A constant struggle for her: seeming human in public, rather than perfect. She is too wary ever to be entirely open, although there were glimmerings here as well: after a few days on the road, the Stockholm Syndrome set in, entwining Her Ladyship (as some of the locals had it) and Her Traveling Hacks-she was our captive and we were hers-and the atmosphere became downright convivial. The mood changed quickly one afternoon when television reporters were led to believe they might ask Chelsea about her reaction to the Taj Mahal, which the wire services had already gotten. “No,” the First Lady flashed and her daughter was hustled off by aides. one wondered about the vehemence. Chelsea was a delightful and serene presence on the trip, a sure source of pride for her mother. But the First Lady’s insistence that her daughter never be used as media fodder, admirable in principle, suddenly seemed inflexible, fiercely dogmatic, a reminder of all that had gone wrong for the Clintons these past few years.

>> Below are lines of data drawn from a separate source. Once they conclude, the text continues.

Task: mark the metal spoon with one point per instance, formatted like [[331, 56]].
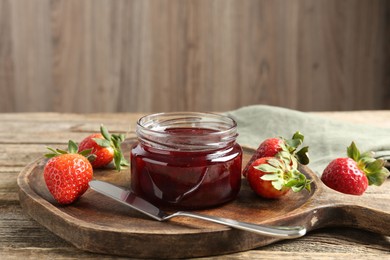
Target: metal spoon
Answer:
[[128, 198]]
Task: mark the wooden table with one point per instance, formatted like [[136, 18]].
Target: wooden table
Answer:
[[24, 136]]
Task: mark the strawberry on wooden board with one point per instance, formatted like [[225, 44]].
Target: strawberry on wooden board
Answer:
[[353, 174], [272, 177], [106, 148], [281, 147], [67, 173]]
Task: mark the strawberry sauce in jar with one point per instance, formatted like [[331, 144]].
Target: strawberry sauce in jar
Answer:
[[186, 160]]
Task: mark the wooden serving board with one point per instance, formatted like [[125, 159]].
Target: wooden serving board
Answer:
[[97, 224]]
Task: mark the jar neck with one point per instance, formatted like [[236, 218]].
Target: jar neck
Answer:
[[187, 131]]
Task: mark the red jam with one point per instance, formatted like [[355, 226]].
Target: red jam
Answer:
[[189, 167]]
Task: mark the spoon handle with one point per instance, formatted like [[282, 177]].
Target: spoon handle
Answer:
[[273, 231]]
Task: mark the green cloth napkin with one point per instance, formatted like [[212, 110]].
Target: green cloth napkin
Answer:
[[327, 139]]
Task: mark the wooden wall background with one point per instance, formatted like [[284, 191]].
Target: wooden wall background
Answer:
[[151, 55]]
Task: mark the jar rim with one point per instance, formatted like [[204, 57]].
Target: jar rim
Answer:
[[152, 128]]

But that was only a moment. And there were many others that were much better, moments that could have veered into self-righteous territory, but didn’t. Her message was feminism and activism, to be sure -but clothed in the shalwar kameez of voluntarism. She proselytized programs that Newt Gingrich might adore, nongovernmental programs, safe havens run by altruists rather than bureaucrats, programs that loaned poor women money to start businesses and take care of themselves.

And perhaps the most powerful memory of Hillary Clinton’s first week in South Asia came at such a place: the Self-Employed Women’s Association (SEWA) in Ahmadabad. She sat in a hot, dusty, but mercifully covered courtyard, with hundreds of women-a third Untouchables, another third Muslims; rag-pickers, street vendors, the most desperate of the poor-and they told her about their organization of more than 100,000 members, how it unified them, loaned them money and gave them the courage, as one said, “to walk into the village council and talk to … the police [who had, before SEWA, harassed them off the street], and speak our minds.” The meeting went on for an hour, the First Lady was moved-but, she later said, tired. She had just finished her final remarks *hen an older woman leaped to the microphone and said, “You’ve come into our courtyard and filled our hearts with iov and we will never forget you.” Suddenly, the entire throng began to sing. The song was familiar, but elusive. Slowly, it became clear: they were singing “We Shall Overcome” in the Gujarati dialect. Hillary Clinton later said she found herself thinking about the great circle from Henry David Thoreau, who was read by Gandhi, who in turn inspired Martin Luther King, whose anthem these women were now singing. A precisely perfect thought, of course. But the human reaction that accompanied it was far more memorable: as they sang, tears welled in Hillary Rodham Clinton’s eyes.